Thursday, August 20, 2009

Top Ten Investment Strategies from Warren Buffett

Readers get a glimpse of how Berkshire Hathaway’s Warren Buffett generates wealth in John Train’s book “Midas Touch.” The following are the top ten investment principles used by Buffett himself.

1. Buy a share as though you were buying the whole company. Determine how an enterprise is worth but do not rely on formal financial projections or mathematical formulae. Invest in “a business you understand, favorable long-term economics, able and trustworthy management, and a sensible price tag.”

2. Volatility does not create risk. A serious investor sees opportunity in volatility.
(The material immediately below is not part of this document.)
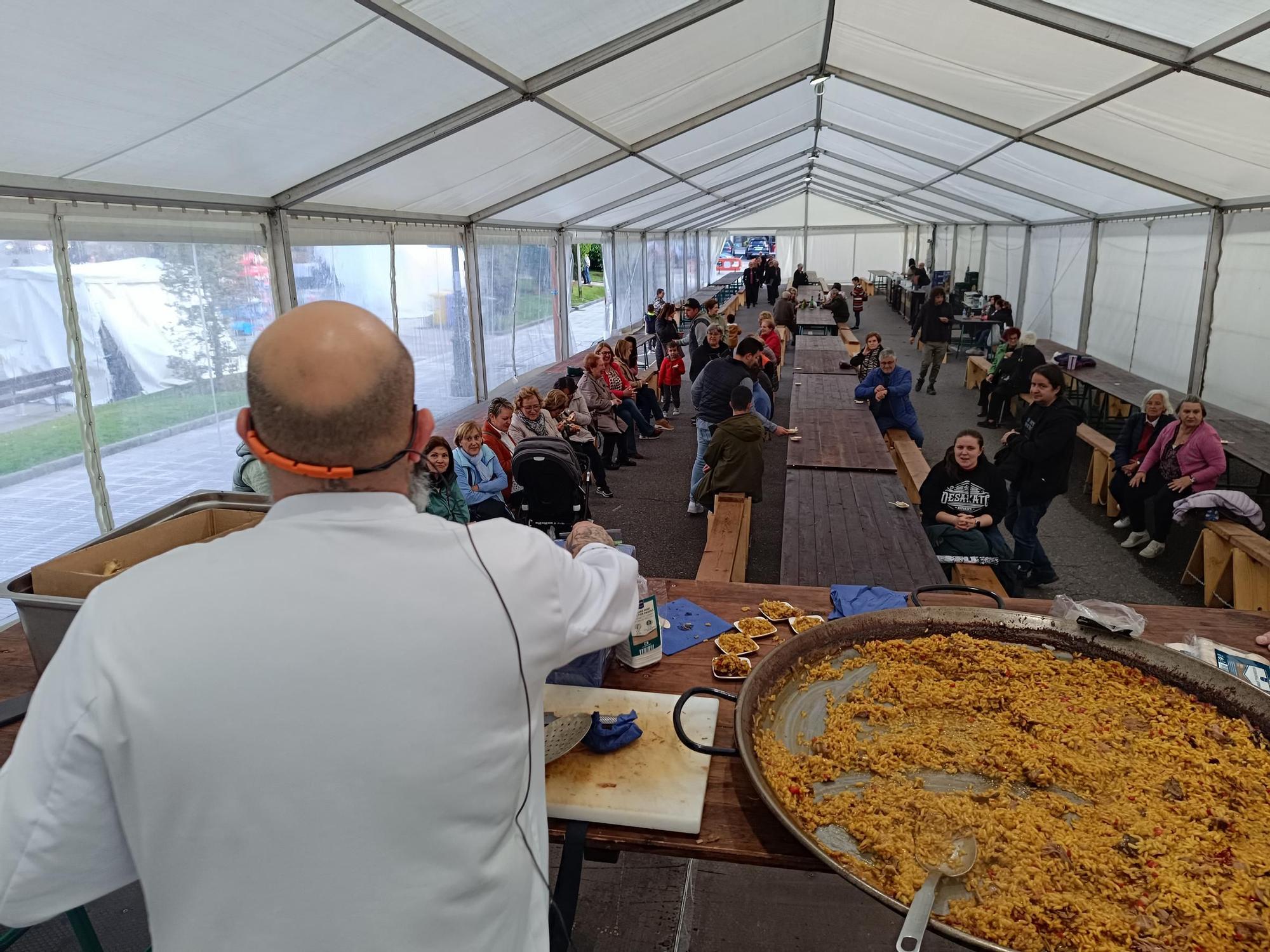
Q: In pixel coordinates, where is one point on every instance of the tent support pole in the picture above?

3. Value should include “growth at a reasonable price” or GARP. The ideal companies have a business “moat” that has steady and reasonably predictable growth. In the long run, these businesses are more tax-efficient and more convenient than one bought at a bargain.

4. Invest on what you know best. Refrain from seeking the “newest” thing because it is too risky. Buffett's biggest investments are firms founded in the 1800s, such as American Express, Wells Fargo, Procter & Gamble, and Coca-Cola. Said Buffett: “Startups are not our game.”
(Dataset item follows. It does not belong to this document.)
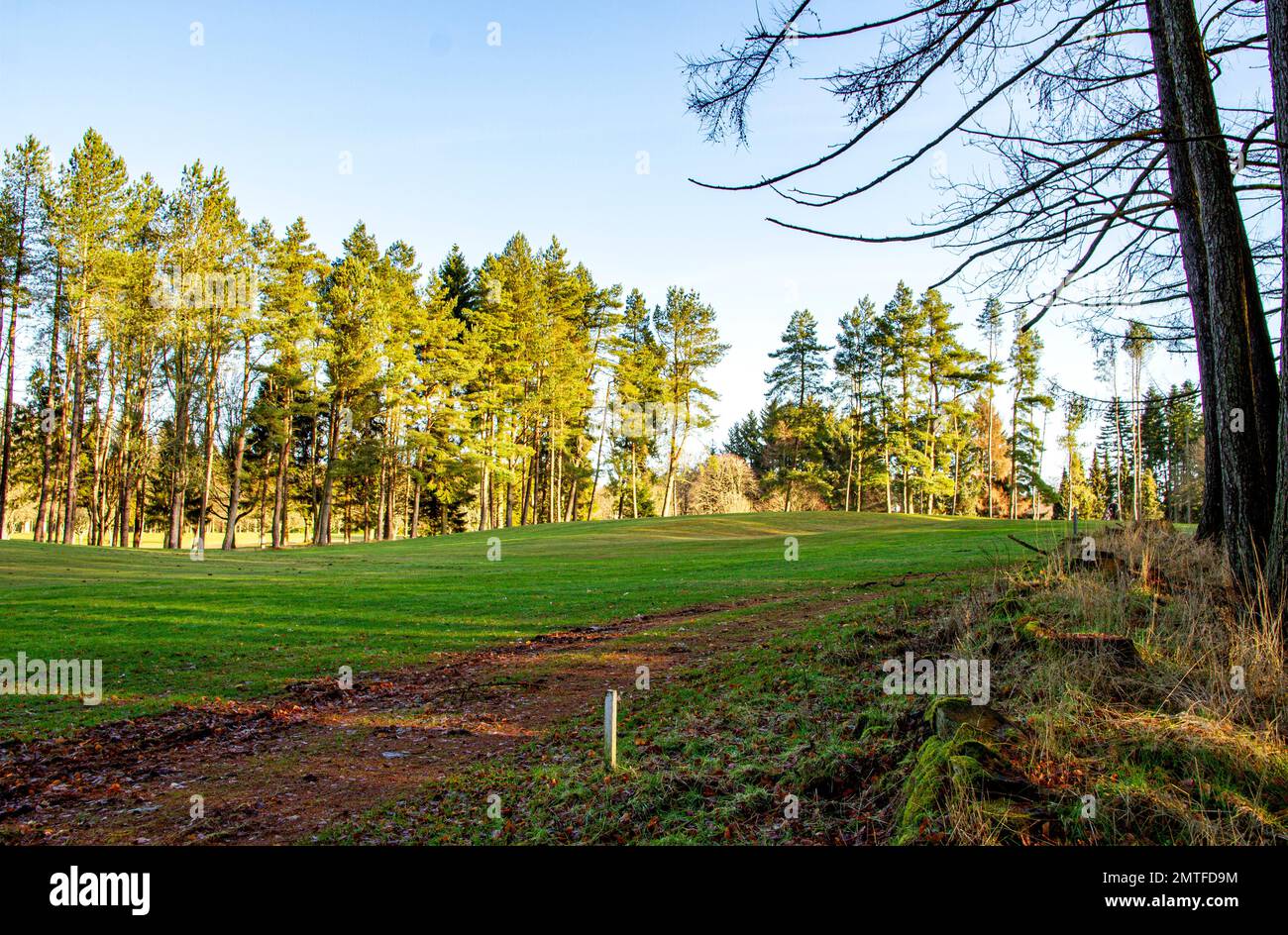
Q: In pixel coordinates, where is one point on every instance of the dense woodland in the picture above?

5. Avoid investing in bad industries, or turnarounds. It is not sound to invest in a business that requires a revival.

6. Seek out businesses that can reinvest at high rates of return over long periods. Avoid investing in low-margin businesses that require cash from you periodically and can expect only modest rates of return.

7. Do not sell a great stock just because it has doubled. Its value could go up when you least expect it, sometimes going up 20 or even 100 times during the next generation.

8. Never offer your own underpriced stock for the fully valued stock of an acquisition candidate. You will end up on the losing end of the bargain.

9. Avoid long-term bonds. Given how easy it is to inflate currencies, this is not a wise move.

10. Invest like a fanatic. Concentrate relentlessly on how you can transfer wealth to your own pocket.